May 2026 Founder / Full-Stack Developer

VibeTracker

A public sentiment tracker for AI models that turns everyday model feedback into live leaderboards, model pages, trends, and use-case comparisons.

Next.js 16React 19TypeScriptConvexWorkOS AuthKitTailwind CSS 4Vitest
VibeTracker open graph artwork showing the VibeTracker brand.

VibeTracker is built around a simple premise: benchmarks are useful, but they do not always capture how models feel in day-to-day use. The product gives people a fast way to report whether a model feels better, worse, or mixed for the work they are actually doing.
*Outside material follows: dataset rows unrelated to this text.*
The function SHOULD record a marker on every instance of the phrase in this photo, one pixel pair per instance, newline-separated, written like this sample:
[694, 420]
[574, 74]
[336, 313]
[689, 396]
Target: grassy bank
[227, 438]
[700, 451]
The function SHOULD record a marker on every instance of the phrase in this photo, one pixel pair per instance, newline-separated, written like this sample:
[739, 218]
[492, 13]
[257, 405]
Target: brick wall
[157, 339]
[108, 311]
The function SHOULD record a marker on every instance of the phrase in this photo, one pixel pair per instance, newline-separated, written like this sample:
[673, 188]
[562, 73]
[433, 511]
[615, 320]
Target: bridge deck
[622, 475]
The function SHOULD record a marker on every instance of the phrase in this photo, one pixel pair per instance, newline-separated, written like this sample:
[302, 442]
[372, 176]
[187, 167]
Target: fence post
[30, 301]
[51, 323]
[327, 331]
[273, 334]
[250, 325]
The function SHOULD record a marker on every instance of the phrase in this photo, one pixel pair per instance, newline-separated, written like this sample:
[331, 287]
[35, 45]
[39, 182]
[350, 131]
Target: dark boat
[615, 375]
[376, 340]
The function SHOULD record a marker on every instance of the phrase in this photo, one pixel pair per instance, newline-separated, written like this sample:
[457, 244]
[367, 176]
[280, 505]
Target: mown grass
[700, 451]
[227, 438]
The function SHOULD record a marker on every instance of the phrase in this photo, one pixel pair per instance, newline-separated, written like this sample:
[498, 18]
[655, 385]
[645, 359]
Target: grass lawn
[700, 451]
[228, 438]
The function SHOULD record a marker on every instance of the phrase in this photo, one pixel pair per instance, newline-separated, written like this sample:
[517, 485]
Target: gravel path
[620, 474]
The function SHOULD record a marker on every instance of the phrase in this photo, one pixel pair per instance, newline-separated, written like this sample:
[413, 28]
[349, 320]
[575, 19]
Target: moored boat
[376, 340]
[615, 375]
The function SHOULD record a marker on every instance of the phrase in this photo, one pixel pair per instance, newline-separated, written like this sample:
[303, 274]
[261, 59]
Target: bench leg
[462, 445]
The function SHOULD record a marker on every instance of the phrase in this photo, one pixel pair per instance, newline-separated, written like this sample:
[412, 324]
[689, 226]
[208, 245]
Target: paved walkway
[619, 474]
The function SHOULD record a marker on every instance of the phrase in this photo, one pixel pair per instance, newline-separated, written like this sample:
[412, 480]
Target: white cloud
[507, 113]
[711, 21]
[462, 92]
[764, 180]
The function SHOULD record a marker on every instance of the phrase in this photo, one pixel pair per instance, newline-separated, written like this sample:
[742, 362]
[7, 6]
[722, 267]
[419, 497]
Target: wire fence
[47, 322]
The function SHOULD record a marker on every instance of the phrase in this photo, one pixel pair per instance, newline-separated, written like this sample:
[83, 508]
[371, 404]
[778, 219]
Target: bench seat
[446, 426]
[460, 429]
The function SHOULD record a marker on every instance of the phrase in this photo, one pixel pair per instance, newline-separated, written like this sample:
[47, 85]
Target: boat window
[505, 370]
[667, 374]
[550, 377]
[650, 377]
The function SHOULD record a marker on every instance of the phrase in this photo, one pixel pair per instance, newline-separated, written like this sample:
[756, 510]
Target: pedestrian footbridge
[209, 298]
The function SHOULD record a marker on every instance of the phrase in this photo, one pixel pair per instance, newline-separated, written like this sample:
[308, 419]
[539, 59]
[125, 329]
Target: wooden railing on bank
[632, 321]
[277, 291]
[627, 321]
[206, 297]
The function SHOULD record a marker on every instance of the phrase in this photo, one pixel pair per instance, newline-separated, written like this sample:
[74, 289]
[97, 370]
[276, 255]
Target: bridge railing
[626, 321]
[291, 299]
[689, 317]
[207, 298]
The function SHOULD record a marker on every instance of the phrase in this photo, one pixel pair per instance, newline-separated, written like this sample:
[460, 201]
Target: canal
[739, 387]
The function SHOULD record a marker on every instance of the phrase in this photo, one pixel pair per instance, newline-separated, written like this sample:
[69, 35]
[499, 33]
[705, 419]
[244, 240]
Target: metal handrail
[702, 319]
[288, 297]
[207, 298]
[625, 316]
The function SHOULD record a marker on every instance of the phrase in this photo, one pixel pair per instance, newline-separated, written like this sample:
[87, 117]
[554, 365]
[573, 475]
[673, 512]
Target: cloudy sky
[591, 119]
The app combines public read paths with anonymous-friendly contribution flows. Visitors can scan ranked models, drill into provider and model pages, compare sentiment by use case, and submit lightweight opinions without making account creation the first step.

What it does

  • Ranks AI models by community sentiment with sample counts and trend signals.
  • Shows model detail pages with sentiment history, recent submissions, and use-case breakdowns.
  • Supports anonymous score submissions while reserving stronger trust controls for higher-risk actions.
  • Exposes API and CLI surfaces so feedback can be submitted from external tools and terminal workflows.

System design

The project keeps the frontend, backend, auth, and data model in one TypeScript codebase. Next.js handles the public product surface and route handlers, Convex owns realtime data and aggregate read models, and WorkOS provides identity where authenticated actions are useful.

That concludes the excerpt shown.